# Was kann ich gegen schmieralgen tun?



## XxGabbeRxX (3. Mai 2017)

Hallo Leute,
Ich hab im großen teich ein dickes Problem mit schmieralgen.
Mit dem kleinen ist alles super da sind nur die Fadenalgen weil die Pflanzen nun fehlen.
Aber im großen bin ich heute bei gegangen und habe überall an den Pflanzen die schmieralgen gelöst und habe gesehen das die algen meine Pflanzen sxhon soo erdrückt haben das beim Tannenwedel und beim Feinen __ Tausendblatt die stängel nackt werden.
Was kann ich gegen diese algen machen außer sie von den Pflanzen zu lösen.
Auch auf dem Kies und an den Steinen liegen sie.

Gruß Andy


----------



## mitch (3. Mai 2017)

XxGabbeRxX schrieb:


> Ich hab im großen teich ein dickes Problem mit schmieralgen.


kannst mal ein bild davon machen 



XxGabbeRxX schrieb:


> Was kann ich gegen diese algen machen außer sie von den Pflanzen zu lösen.


die Wasserwerte mal prüfen, und etwas Geduld haben - wann hast du das Wasser eingelassen?

ein neuer teich braucht einfach seine zeit


----------



## XxGabbeRxX (3. Mai 2017)

Kann ich dir morgen wenn dann machen, da ich nun auf dem weg zur arbeit bin. Aber sieht man eh nicht viel, da der Teich nun wieder sehr trüb ist. 

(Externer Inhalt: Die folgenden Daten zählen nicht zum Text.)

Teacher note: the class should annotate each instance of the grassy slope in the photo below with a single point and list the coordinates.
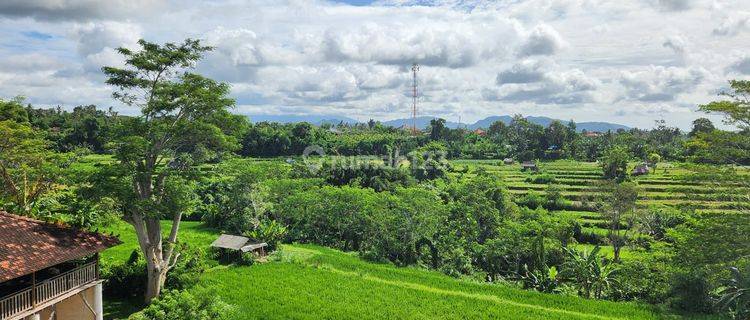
(310, 282)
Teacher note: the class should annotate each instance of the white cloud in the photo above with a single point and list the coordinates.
(673, 5)
(733, 24)
(77, 10)
(741, 66)
(543, 83)
(660, 84)
(587, 59)
(542, 40)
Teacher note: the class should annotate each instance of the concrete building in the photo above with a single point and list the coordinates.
(48, 271)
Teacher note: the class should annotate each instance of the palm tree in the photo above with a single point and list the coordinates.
(734, 297)
(589, 273)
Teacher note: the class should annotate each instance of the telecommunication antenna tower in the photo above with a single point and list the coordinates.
(414, 69)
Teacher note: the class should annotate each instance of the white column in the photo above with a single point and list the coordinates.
(98, 302)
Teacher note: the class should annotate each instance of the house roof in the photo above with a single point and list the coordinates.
(28, 245)
(254, 246)
(228, 241)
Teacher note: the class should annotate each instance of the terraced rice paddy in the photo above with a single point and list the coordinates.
(671, 185)
(312, 282)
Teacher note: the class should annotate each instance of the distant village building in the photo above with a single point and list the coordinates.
(640, 169)
(529, 166)
(48, 271)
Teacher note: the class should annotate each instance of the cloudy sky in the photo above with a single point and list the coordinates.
(629, 62)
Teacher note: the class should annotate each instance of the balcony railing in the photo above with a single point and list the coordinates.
(47, 290)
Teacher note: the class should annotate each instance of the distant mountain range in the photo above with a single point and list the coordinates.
(316, 120)
(424, 122)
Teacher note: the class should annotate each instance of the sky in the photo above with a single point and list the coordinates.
(629, 62)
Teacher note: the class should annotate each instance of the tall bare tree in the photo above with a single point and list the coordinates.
(181, 121)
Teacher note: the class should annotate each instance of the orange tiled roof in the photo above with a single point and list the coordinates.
(28, 245)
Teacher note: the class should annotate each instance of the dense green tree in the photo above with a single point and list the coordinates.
(28, 169)
(614, 163)
(617, 204)
(701, 125)
(13, 110)
(176, 129)
(737, 109)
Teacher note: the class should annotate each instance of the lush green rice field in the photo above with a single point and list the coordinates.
(670, 185)
(311, 282)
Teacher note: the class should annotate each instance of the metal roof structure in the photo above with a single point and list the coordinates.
(228, 241)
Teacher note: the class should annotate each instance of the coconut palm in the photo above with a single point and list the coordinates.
(588, 272)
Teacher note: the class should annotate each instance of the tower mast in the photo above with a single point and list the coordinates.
(414, 69)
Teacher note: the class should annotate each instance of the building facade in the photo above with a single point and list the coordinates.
(48, 271)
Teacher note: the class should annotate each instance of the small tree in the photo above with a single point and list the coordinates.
(182, 122)
(617, 203)
(737, 109)
(734, 297)
(653, 160)
(588, 272)
(27, 168)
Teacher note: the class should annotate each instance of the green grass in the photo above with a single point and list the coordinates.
(312, 282)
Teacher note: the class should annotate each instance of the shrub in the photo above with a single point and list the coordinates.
(187, 271)
(178, 305)
(270, 232)
(691, 292)
(532, 200)
(127, 279)
(553, 198)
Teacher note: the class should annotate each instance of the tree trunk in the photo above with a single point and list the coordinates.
(616, 250)
(154, 283)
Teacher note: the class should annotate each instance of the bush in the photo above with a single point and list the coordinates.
(553, 198)
(125, 280)
(178, 305)
(270, 232)
(129, 279)
(187, 271)
(691, 292)
(532, 200)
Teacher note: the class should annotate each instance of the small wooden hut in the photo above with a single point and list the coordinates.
(529, 166)
(640, 169)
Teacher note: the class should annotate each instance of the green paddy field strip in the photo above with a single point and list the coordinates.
(312, 282)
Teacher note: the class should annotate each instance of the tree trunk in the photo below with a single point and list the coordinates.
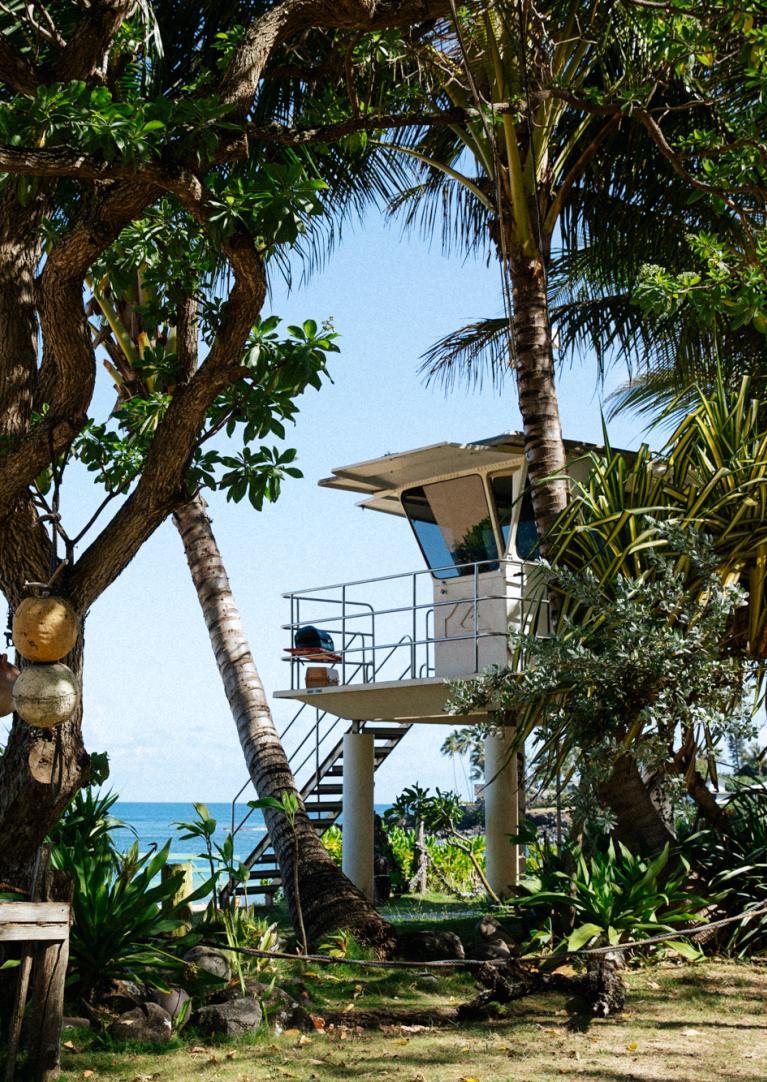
(40, 772)
(328, 899)
(536, 386)
(418, 881)
(638, 823)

Das wasser ist nun gut 3 monate drin. 
Vor 3 tagen hatten wir einen Nitritwert von 0,05 mit JBL Tröpfchentest.
Werde morgen mal alle werte checken. 
Phosphat hab ich leider nicht hier.

Ja das weiß ich ja auch. Aber die dinger machen mir meine Pflanzen kaputt.


----------



## troll20 (3. Mai 2017)

Setz dir nieder lass dir ne Tasse bringen und genieße das Leben. Die Natur wirds schon richten, sie braucht halt nur etwas Zeit. Und bald werden deine Algen weg sein, sowie deine Pflanzen wachsen.


----------



## XxGabbeRxX (3. Mai 2017)

Ok. Mach ich morgenfrüh mit meinem Kaffee.
Ich weiß ha das sie bald wieder weg sind.
Ich hab halt nur gesehen das überall wo die Algen dran saßen keine Blätter mehr waren sondern nur der Stängel.


----------



## XxGabbeRxX (4. Mai 2017)

Hier mal die Bilder vom Teich mit den Algen.
Hab fen Strumpf heute 2 mal sauber gemacht.


----------



## mitch (4. Mai 2017)

XxGabbeRxX schrieb:


> Hier mal die Bilder vom Teich mit den Algen.



Algen - wo  du hast halt noch keinen Teich *mit* Algen gesehen


----------



## troll20 (4. Mai 2017)

Hier mal ein paar nette Algen und die Pflanzen können sich  trotzdem durchsetzen


----------



## Alfii147 (4. Mai 2017)

Dein Teich ist trüb, aber Algen sehe ich keine!


----------



## troll20 (4. Mai 2017)

Das ist nicht der Teich sondern die Algen zwischen den Pflanzen


----------



## Petta (4. Mai 2017)

Hallo,
mir ist von einem " Fachmann " gesagt worden man solle Buttermilch oder einen Torfsoden ins Wasser geben !
Ist das richtig oder falsch ?
Wir haben im Moment auch das Problem und sie lassen sich sehr schlecht von den Unterwasserpflanzen entfernen !


----------



## troll20 (4. Mai 2017)

Warum, wozu, Peter?
Die Algen gehen auch von alleine und es sind doch nur ein paar Quadratzentimeter. Wenn es nur endlich mal warm werden würde könnten die Pflanzen auch mal richtig los legen.
Und bis dahin ist es Nahrung für die Kleinstlebewesen. 
Denn die haben auch Hunger


----------



## mitch (4. Mai 2017)

Petta schrieb:


> Torfsoden



Hallo Peter,
durch die Huminsäure aus dem Torf wird das wasser leicht bräunlich ==> weniger passendes licht für die algen ==>   

den Weißtorf am besten in ein altes Kopfkissen geben. Schwarzerlenzapfen kannst du aber auch nehmen.


----------



## XxGabbeRxX (4. Mai 2017)

Was bewirken denn die erlenzapfen?


----------



## Alfii147 (4. Mai 2017)

http://www.garnelen-aquarium.com/garnelenzucht/erlenzapfen.html


----------



## mitch (4. Mai 2017)

http://www.drta-archiv.de/wiki/pmwiki.php/WasserchemieAufbereitungsmittel/Erlenzapfen


----------